Integrin receptors are the main molecular link between cells and the extracellular matrix (ECM) as well as mediating cell–cell interactions. Integrin–ECM binding triggers the formation of heterogeneous multi-protein assemblies termed integrin adhesion complexes (IACs) that enable integrins to transform extracellular cues into intracellular signals that affect many cellular processes, especially cell motility. Cell migration is essential for diverse physiological and pathological processes and is dysregulated in cancer to favour cell invasion and metastasis. Here, we discuss recent findings on the role of integrins in cell migration with a focus on cancer cell dissemination. We review how integrins regulate the spatial distribution and dynamics of different IACs, covering classical focal adhesions, emerging adhesion types and adhesion regulation. We discuss the diverse roles integrins have during cancer progression from cell migration across varied ECM landscapes to breaching barriers such as the basement membrane, and eventual colonization of distant organs.
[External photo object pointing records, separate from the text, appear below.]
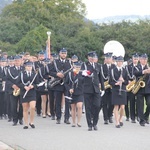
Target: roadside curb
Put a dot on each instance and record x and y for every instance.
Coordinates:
(4, 146)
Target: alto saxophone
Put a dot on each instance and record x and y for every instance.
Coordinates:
(131, 85)
(139, 84)
(107, 85)
(16, 92)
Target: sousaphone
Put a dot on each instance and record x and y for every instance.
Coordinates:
(114, 47)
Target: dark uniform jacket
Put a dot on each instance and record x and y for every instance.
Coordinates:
(114, 77)
(2, 78)
(58, 66)
(12, 76)
(75, 82)
(25, 80)
(138, 73)
(91, 82)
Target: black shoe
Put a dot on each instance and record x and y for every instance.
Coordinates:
(147, 122)
(25, 127)
(142, 123)
(117, 126)
(9, 120)
(121, 124)
(67, 121)
(79, 125)
(110, 120)
(49, 115)
(14, 124)
(32, 125)
(95, 127)
(89, 128)
(58, 121)
(53, 118)
(73, 125)
(105, 121)
(44, 116)
(38, 115)
(21, 122)
(133, 121)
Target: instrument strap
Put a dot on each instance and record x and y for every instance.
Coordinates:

整合素受体是细胞和细胞外基质 (ECM) 之间的主要分子连接，并介导细胞间相互作用。整合素-ECM 结合触发异质多蛋白组装体的形成，称为整合素粘附复合物 (IAC)，使整合素能够将细胞外信号转化为细胞内信号，从而影响许多细胞过程，尤其是细胞运动。细胞迁移对于多种生理和病理过程至关重要，并且在癌症中失调，有利于细胞侵袭和转移。在这里，我们讨论关于整合素在细胞迁移中的作用的最新发现，重点是癌细胞传播。我们回顾了整合素如何调节不同 IAC 的空间分布和动态，涵盖经典的粘着斑、新兴的粘连类型和粘连调节。我们讨论了整合素在癌症进展过程中的不同作用，从跨不同 ECM 景观的细胞迁移到突破基底膜等屏障，以及最终在远处器官的定植。